J esús se dirigía a Jerusalén, pasando a través de Samaría y Galilea, y al entrar en un pueblo, diez leprosos le pidieron que tenga compasión de ellos. Jesús les dice que vayan a presentarse a los sacerdotes y, mientras iban, quedaron sanados. Pero sólo uno de ellos volvió glorificando a Dios, y cayó en tierra dándole gracias. Se trataba de un samaritano. Jesús pregunta por los otros, pues ninguno de los nueve volvió a dar gloria a Dios, sino un extranjero. Finalmente le dice al samaritano que por su fe ha sido salvado (cfr Lc 17, 11-19).

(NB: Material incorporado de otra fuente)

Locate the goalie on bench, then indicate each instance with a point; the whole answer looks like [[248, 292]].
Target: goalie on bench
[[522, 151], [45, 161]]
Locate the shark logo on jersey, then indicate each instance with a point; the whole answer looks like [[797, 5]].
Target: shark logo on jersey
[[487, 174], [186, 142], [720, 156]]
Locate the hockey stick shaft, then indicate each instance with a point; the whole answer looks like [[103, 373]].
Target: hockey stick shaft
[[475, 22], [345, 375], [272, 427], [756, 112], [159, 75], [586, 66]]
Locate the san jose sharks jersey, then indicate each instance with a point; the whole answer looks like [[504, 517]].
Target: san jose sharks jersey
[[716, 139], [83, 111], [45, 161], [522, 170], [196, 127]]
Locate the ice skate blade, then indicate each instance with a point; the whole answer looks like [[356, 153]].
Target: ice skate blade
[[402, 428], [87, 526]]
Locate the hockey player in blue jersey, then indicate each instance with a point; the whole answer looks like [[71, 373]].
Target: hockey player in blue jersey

La persona que sufría la enfermedad de la lepra era considerada impura, de modo que vivía marginada de la comunidad (cfr Lev 13, 45-46). En el fondo, era discriminada, debiendo vivir en la soledad. Era como vivir una especie de excomunión, un rechazo de la comunidad. ¿Qué hace Jesús? En vez de discriminarlos, rechazarlos o condenarlos, busca el modo de reincorporarlos a la comunión con los demás. Jesús todo lo hace por compasión o amor. Algo similar ocurre con Naamán el Sirio, quien al ser curado de la lepra, es capaz de reconocer la grandeza de Dios. Por eso promete ofrecer holocaustos y sacrificios al Señor (cfr 2 Re 5, 14-17).
Los únicos que agradecen su sanación son los paganos, los extranjeros, los que no eran israelitas.
Si observamos el mundo de hoy, nos damos cuenta de que existen situaciones negativas, existe el dolor, el sufrimiento, la discriminación, la soledad, el pecado. Pero más allá de todo, tenemos muchos motivos para dar gracias a Dios. Pensemos en el amor que Dios nos tiene, a pesar de nuestros pecados, su bondad y misericordia que entrega cada vez que nos equivocamos en algo. Agradecemos a Dios por la vida, la salud, los bienes, pero sobre todo, tenemos la fe en Cristo, que nos anime en el camino y nos guía a través de la Palabra y los Sacramentos. Agradezcamos a Dios por todo lo que nos entrega cada día. La lepra era símbolo del pecado. El pecado corrompe nuestra alma, daña nuestras relaciones, nos aparta de Dios. Si tomáramos conciencia de nuestros pecados le pediríamos a Dios que nos sane, como los leprosos, y suplicaríamos el perdón de Dios, que sane nuestra alma y nos conceda la paz.
Dios quiere acogernos, no nos condena. Pidamos perdón a Dios por nuestros pecados y también agradezcámosle porque nos perdona gratuitamente. Lo único que el Señor nos pide es levantarnos, cambiar de vida y así llevar una vida nueva, reconciliados y amados por Él.
Pbro. Dr. Tulio Soto. Vicario General del Arzobispado de Puerto Montt.